At its time of closure, the chain operated 21 stores located in 2 locations with 1 in Hong Kong and 20 in Singapore.

==Controversy==
===Singapore Press Holdings===
In 2012, Singapore Press Holdings (SPH) demanded payment from the cupcakery for reproducing its articles online. The cupcakery put up articles written about their business on Facebook, Twitter and the company's website, which infringes the copyright of SPH and violates copyright law in Singapore.

===Underpayment of foreign staff===
Twelve Cupcakes was accused of underpaying its foreign workers between 2017 and 2019 by the Ministry of Manpower. When the workers were supposed to be paid salaries ranging from $2,200 to $2,600, the actual salaries paid were lower at $1,400 to $2,050. Initially, the salaries were paid in reduced amounts, before changing tactics to pay the actual salaries with a portion needing to be returned to the company. Twelve Cupcakes was first charged for its offences on 1 October 2020, before pleading guilty on 10 December. Twelve Cupcakes was fined $119,500 on 12 January 2021 for its offences.

Separately on 29 December 2020, co-founders Ong and Teo were charged for offences related to underpayment and non-payment of salaries between 2012 and 2016. Teo pleaded guilty on 4 February 2021, and was fined $65,000 on 9 March. Ong was fined a similar amount on 21 May. In addition, former director Yvonne Ong was fined $20,000 for allowing underpayment of the company's workers in 2013 and 2014.

After the company was sold to Dhunseri Group, the underpayment of the company's workers continued from 2017 to 2018 under the new management. In January 2021, the company was fined $119,500.
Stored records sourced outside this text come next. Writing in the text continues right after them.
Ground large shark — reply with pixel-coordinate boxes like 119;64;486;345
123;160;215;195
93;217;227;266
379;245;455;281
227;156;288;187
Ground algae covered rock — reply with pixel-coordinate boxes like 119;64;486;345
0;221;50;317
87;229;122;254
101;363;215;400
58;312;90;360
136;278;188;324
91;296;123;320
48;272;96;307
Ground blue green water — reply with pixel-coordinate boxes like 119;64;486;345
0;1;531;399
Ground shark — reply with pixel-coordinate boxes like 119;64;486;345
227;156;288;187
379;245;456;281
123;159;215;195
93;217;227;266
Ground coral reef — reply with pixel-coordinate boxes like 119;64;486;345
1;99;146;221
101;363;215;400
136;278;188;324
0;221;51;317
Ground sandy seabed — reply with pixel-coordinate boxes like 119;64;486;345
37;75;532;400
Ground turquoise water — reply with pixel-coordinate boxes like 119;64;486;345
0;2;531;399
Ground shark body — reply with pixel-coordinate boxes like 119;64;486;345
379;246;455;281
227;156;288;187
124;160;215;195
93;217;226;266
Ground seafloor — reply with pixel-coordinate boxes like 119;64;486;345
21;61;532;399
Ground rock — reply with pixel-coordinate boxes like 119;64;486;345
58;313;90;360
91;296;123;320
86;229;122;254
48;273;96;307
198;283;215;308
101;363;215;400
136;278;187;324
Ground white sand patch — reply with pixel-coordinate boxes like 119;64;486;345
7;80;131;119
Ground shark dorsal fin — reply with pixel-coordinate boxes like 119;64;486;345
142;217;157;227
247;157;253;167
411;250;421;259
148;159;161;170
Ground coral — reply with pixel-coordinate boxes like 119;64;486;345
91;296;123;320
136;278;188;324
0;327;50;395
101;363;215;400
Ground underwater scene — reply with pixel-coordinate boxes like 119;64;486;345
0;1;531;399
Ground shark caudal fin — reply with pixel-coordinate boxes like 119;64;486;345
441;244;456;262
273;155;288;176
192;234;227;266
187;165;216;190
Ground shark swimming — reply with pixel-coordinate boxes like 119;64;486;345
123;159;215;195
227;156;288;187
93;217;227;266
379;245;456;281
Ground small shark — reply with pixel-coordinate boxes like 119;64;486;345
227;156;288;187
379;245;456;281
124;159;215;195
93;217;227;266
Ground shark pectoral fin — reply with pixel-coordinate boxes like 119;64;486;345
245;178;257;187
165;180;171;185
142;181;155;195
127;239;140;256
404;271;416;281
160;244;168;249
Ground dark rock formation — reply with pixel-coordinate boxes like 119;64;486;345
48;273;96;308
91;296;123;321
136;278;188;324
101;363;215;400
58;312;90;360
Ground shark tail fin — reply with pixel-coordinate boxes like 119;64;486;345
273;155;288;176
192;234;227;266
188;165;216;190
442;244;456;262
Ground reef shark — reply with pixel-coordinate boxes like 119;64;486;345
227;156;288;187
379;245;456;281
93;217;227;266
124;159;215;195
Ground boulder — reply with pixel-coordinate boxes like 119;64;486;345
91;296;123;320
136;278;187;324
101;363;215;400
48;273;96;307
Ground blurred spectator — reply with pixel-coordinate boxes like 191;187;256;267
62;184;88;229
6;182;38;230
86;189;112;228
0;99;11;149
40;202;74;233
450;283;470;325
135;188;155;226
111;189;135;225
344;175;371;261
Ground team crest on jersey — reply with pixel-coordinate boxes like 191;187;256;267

Due to these instances of underpayment, the Food, Drinks and Allied Workers Union (a union affiliated to National Trades Union Congress) announced on 16 February 2021 plans to unionise the company to make sure workers are fairly represented and to work with the company's management on better employment practices. These plans were being set out as early as late 2020 with the management and employees of the company informed. The company was successfully unionised 10 days later with a secret ballot by the Ministry of Manpower, with majority of the workers voting overwhelmingly for the arrangement.